00:41imirkin: HdkR: glBlendBarrier(). overdraw without _coherent is undefined.
00:52HdkR: imirkin: Yea, I found that out. Didn't realize it was undefined without coherent
00:54imirkin: allows the desktop gpu's to keep up :)
01:15HdkR: imirkin: Even though Intel and AMD can do FBFetch without much issue? ;)
01:16imirkin: intel on gen9+, and i don't think amd can
01:16HdkR: I thought Vega introduced some sort of FBFetch thing?
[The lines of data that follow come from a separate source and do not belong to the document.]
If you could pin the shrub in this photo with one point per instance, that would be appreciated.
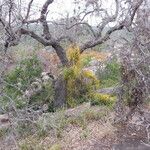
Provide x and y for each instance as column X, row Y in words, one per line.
column 102, row 99
column 80, row 82
column 18, row 80
column 110, row 76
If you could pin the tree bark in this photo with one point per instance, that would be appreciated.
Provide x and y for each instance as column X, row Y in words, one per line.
column 60, row 89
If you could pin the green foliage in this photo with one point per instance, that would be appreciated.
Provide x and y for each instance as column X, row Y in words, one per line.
column 80, row 82
column 110, row 76
column 102, row 99
column 18, row 80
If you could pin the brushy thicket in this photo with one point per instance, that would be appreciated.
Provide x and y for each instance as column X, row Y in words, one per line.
column 82, row 84
column 110, row 76
column 18, row 80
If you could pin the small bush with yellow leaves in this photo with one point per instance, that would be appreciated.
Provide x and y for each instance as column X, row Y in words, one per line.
column 80, row 82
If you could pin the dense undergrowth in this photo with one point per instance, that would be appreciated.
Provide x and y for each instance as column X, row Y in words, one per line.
column 81, row 83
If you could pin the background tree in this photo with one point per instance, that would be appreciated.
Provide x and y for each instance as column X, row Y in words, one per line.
column 17, row 23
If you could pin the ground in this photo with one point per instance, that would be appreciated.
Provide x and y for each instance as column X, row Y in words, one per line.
column 93, row 130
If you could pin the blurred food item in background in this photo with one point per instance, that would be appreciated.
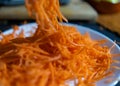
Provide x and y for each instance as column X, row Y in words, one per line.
column 106, row 6
column 72, row 9
column 110, row 21
column 11, row 2
column 64, row 2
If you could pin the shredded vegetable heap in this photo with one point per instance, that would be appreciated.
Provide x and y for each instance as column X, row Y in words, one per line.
column 54, row 55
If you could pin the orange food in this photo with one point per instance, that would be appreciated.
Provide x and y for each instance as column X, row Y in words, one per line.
column 54, row 54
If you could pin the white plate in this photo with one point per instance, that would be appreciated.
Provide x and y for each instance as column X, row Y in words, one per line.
column 95, row 35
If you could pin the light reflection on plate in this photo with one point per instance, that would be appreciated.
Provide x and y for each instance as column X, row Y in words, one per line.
column 95, row 35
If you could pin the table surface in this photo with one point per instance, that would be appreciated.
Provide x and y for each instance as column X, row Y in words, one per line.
column 6, row 24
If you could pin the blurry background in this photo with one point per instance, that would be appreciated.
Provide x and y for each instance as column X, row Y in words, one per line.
column 100, row 15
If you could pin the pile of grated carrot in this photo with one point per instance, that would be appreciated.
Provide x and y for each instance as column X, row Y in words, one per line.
column 54, row 55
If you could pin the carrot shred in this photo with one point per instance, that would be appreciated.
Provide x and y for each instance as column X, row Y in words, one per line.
column 54, row 54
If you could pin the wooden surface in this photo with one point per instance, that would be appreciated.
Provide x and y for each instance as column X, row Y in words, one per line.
column 110, row 21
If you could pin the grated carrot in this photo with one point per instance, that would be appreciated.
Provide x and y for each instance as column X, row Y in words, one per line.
column 54, row 54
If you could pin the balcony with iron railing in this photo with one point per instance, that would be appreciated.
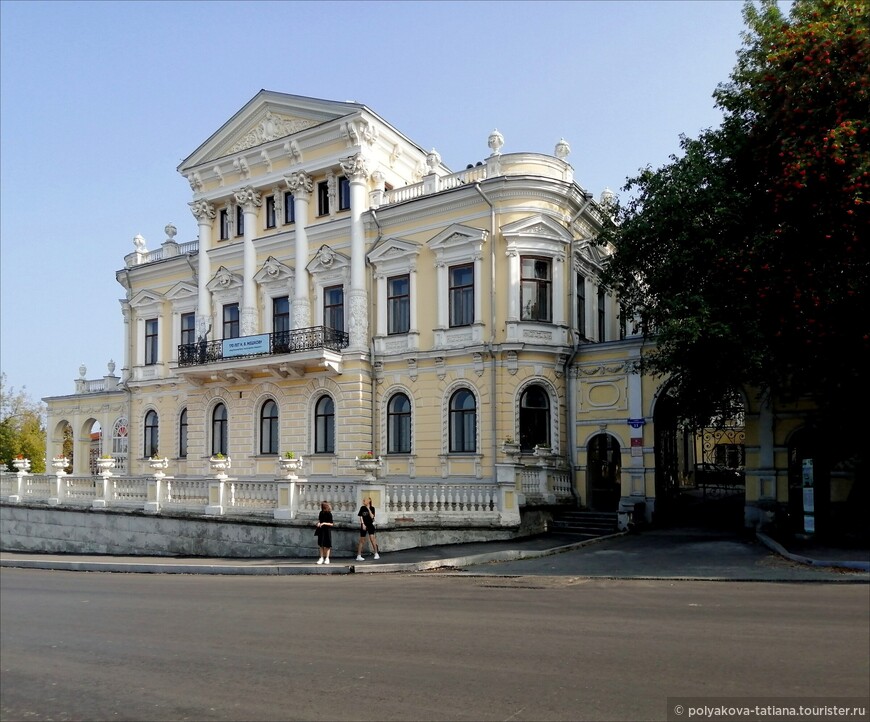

01:17imirkin: i think pascal has something too
01:17HdkR: I may also be making crap up though
01:17imirkin: check where _coherent is supported
01:17imirkin: should map nicely
01:17airlied: if crap comes with a patch then it's better :-P
01:19imirkin: huh. surprising. looks like maxwell+ supports _coherent
01:19imirkin: probably some rast option
01:19imirkin: (including GM10x)
01:19HdkR: Correct. It supports coherent
01:19imirkin: coz i don't think there's any op to do it
01:20imirkin: maybe the shared memory hack? dunno
01:20imirkin: would have to trace
01:27HdkR: imirkin: What's the shared memory hack?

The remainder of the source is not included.